A cherished British institution is facing its Waterloo because young people have come to see it as an irrelevance – not the Conservative party but the BBC. Figures from Ofcom released yesterday show a dramatic fall in the amount of viewing of live television among 16 to 24 year olds who, collectively, are only watching two-thirds as much as they did in 2010. Instead, they are getting increasing amounts of entertainment online, through Netflix, Amazon and other services.
Why, with all that available on your phone, your iPad, your laptop, would you see the need to buy a television – especially when you are probably living a semi-nomadic lifestyle between insecure tenancies? The television is gradually losing its distinction as a piece of kit, as the quality of pictures delivered via wifi connections improves. It is a fair guess that within the decade the word ‘television’ may come to be seen as quaint as ‘gramophone’ – there will just be screens.
Maybe there is a department at the BBC which is secretly planning for the day when hardly anyone under the age of 30 sees the need to buy a television licence, but there is no outward sign of it. On the contrary, during the negotiations to renew its charter last year the BBC seemed to behave as if its income from the TV licence were merely a political issue – convince the government to maintain this hypothecated tax on television-ownership, it reasoned, and it would be able to rely on income continuing to flow into its coffers.
In 2014/15, the number of TV licences issued was still just about growing, yet it had become decoupled from the growth in households – while the number of households grew by 236,000 the number of licences increased by 88,000. Since then TV Licensing seems to have stopped publishing figures for the number of TV licences. Instead, it just pumps out ever-more threatening press releases warning people that they need to buy a licence to watch any live TV pictures or, from last September, any BBC catch-up services.
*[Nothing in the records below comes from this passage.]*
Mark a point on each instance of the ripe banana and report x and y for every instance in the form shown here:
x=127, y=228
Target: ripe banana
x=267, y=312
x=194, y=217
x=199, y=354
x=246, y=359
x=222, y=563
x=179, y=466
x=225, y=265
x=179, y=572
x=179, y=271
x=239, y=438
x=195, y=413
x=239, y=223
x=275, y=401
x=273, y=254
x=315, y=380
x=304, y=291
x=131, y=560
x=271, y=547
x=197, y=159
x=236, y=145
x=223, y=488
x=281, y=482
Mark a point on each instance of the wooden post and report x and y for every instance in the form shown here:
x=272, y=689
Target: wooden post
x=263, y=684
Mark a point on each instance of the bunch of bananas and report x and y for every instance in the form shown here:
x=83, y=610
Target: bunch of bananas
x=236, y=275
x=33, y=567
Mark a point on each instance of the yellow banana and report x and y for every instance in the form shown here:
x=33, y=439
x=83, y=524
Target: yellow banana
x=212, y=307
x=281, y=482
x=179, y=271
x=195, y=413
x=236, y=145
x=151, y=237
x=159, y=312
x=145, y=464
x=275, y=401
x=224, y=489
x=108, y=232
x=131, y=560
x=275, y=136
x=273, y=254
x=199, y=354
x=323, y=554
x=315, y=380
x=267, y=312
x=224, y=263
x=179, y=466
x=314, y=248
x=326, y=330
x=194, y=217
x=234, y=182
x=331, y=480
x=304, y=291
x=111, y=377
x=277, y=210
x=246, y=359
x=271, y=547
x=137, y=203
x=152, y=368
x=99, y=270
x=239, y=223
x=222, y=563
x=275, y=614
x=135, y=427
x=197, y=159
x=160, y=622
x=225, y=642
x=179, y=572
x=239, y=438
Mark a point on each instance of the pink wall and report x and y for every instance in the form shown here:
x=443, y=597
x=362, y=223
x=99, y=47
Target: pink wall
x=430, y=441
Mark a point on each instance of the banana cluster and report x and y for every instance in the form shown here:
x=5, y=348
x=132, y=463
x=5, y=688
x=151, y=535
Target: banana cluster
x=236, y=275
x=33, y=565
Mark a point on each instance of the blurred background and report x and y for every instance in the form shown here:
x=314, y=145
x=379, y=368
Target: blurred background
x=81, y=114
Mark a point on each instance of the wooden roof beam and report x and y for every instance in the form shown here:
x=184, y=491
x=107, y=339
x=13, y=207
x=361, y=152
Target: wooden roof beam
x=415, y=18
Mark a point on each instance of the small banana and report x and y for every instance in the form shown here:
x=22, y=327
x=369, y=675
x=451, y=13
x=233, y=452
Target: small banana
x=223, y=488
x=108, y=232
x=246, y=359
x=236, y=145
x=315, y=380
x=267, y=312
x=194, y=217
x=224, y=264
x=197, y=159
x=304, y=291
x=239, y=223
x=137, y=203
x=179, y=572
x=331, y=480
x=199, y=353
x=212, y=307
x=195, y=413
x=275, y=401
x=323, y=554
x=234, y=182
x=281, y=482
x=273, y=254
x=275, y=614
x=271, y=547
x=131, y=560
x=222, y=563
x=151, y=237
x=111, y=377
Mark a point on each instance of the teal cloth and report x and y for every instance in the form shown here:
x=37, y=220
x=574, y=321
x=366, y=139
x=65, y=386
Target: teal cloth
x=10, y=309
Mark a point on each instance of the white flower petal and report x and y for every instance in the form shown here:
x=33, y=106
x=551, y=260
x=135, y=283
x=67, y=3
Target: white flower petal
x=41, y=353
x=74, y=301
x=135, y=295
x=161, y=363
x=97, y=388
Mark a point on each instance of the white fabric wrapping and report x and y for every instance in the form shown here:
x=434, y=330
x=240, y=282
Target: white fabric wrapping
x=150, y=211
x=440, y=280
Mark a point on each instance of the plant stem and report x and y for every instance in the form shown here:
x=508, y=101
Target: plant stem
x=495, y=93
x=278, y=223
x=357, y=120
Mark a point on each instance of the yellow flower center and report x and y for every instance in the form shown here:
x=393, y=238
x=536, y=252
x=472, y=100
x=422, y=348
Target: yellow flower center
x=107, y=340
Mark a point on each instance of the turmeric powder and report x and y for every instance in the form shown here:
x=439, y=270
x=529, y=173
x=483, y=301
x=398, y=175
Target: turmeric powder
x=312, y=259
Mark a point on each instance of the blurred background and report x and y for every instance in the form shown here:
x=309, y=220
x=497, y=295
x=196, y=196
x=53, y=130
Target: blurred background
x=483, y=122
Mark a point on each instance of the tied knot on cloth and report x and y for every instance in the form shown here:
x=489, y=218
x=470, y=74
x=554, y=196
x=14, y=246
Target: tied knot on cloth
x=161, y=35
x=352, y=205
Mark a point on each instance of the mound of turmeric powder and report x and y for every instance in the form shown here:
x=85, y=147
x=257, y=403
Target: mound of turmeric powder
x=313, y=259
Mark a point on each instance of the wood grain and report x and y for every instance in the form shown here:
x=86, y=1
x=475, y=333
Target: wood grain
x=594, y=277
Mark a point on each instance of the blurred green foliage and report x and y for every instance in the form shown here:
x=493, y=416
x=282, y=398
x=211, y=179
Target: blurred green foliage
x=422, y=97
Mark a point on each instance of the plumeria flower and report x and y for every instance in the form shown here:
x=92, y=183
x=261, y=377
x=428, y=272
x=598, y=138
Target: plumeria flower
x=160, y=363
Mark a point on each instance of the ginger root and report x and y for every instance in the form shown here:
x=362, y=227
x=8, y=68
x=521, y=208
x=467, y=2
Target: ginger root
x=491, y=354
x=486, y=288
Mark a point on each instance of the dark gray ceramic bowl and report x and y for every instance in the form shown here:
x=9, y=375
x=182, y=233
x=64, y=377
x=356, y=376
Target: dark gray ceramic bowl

But I don’t think that is going to do the job, somehow –not when viewing of live TV by young people is falling so dramatically. No-one any longer needs to watch live TV for entertainment. As for watching sport on live TV, there are an awful lot of young people who see that as a social activity, to be shared in a pub rather than at home.
The BBC has a choice: carry on trying to extract money by frightening and bullying people through TV Licensing, or to accept that the days of the television licence are numbered and start to move voluntarily towards a subscription model, based on Netflix, Amazon and the like – to operate, in other words, like an ordinary business which has to tempt people to buy its services. I know which route I would want to take were I a BBC executive. But tragically for the corporation it still seems to be 1936 in the minds of many BBC people. They cannot see the generational timebomb ticking away in front of them, and maybe won’t be until it is too late.